I-Logix Inc.
- Industry: Software
- Founded: 1987
- Founder: David Harel, Amir Pnueli
- Defunct: 2006
- Fate: Acquired by Telelogic
- Headquarters: Andover, MA, United States Rehovot, Israel
- Products: Model driven development solutions
- Operating income: $26.5 (2005)
- Net income: $2.9 (2005)
- Number of employees: 133 (2005)
- Parent: IBM

= I-Logix =

Software development company

I-Logix was a provider of collaborative Model-driven development (MDD) solutions for systems design and software development, particularly focused on real-time embedded applications. Founded in 1987 and based in Andover, Massachusetts, the company specialized in products that facilitated collaboration among engineers working on embedded systems. Additionally, I-Logix was a member of the UML Partners, a consortium dedicated to the development of the Unified Modeling Language (UML).

==History==
I-Logix was originally founded in Israel as AdCad Ltd. in April 1984 by David Harel, Amir Pnueli, and brothers Ido and Hagi Lachover. The company's mission was to develop and commercialize a tool to support statecharts and their execution, building on the pioneering work of David Harel at the Weizmann Institute of Science. Harel had conceived the concept of statecharts while working as a consultant on the Lavi Aircraft project for Israel Aerospace Industries. He was tasked with developing a clear method for designing and defining the aircraft's avionics systems, leading to the creation of statecharts and the supporting tool.
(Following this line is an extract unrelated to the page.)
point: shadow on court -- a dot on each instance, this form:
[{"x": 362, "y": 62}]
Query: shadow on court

In 1986, the company completed the development of a software tool for statecharts called Statemate. At the core of a Statemate model was a functional decomposition controlled by statecharts, allowing users to draw statecharts and other model artifacts, check and analyze them, produce documents, and manage configurations and versions. Statemate could fully execute statecharts and automatically generate executable code, initially in the Ada programming language and later in the C programming language.

In 1987, the company re-formed as a U.S. entity, I-Logix Inc., with AdCad Ltd. becoming its R&D branch, renamed I-Logix Israel, Ltd.

In 1996, I-Logix released Rhapsody, a tool designed for software systems that differed from Statemate by being object-oriented, catering more to software engineers.

In December 1999, I-Logix raised $10 million in funding from North Bridge Venture Partners and Deutsche Telekom to expand its global sales channels.

In 2001, I-Logix acquired the iNOTION product life-cycle management (PLM) technology from KLA-Tencor.

During the 2000s, I-Logix experienced significant growth, establishing itself as a leader in the Embedded Systems and Software Development tools market, securing major clients such as General Motors, Lockheed Martin (for the Joint Strike Fighter F-35 program), and BAE Systems (for the Eurofighter Typhoon program).

In March 2006, I-Logix was acquired by Telelogic AB for $80 million, becoming a business unit for embedded modeling, and the I-Logix name was discontinued. Subsequently, Telelogic AB was acquired by IBM on April 3, 2008, and its products were integrated into IBM's Rational Software unit.

In 2007, the team that developed Statemate received the ACM Software System Award for their pioneering work:

"Statemate was the first commercial computer-aided software engineering tool to successfully overcome the challenges of complex interactive, real-time computer systems, known as reactive systems. The ideas reflected in Statemate underlie many of the most powerful and widely used tools in software and systems engineering today."
— ACM, 2007 Award announcement

==Products==
Major examples of the tools I-Logix created before it was acquired are Statemate and Rhapsody (now IBM Rational Rhapsody), which both was and is still used by all major automotive and aerospace/defence manufacturers and suppliers. Currently under IBM management Statemate is not gaining new market, while Rhapsody tends to gain its position as a replacement.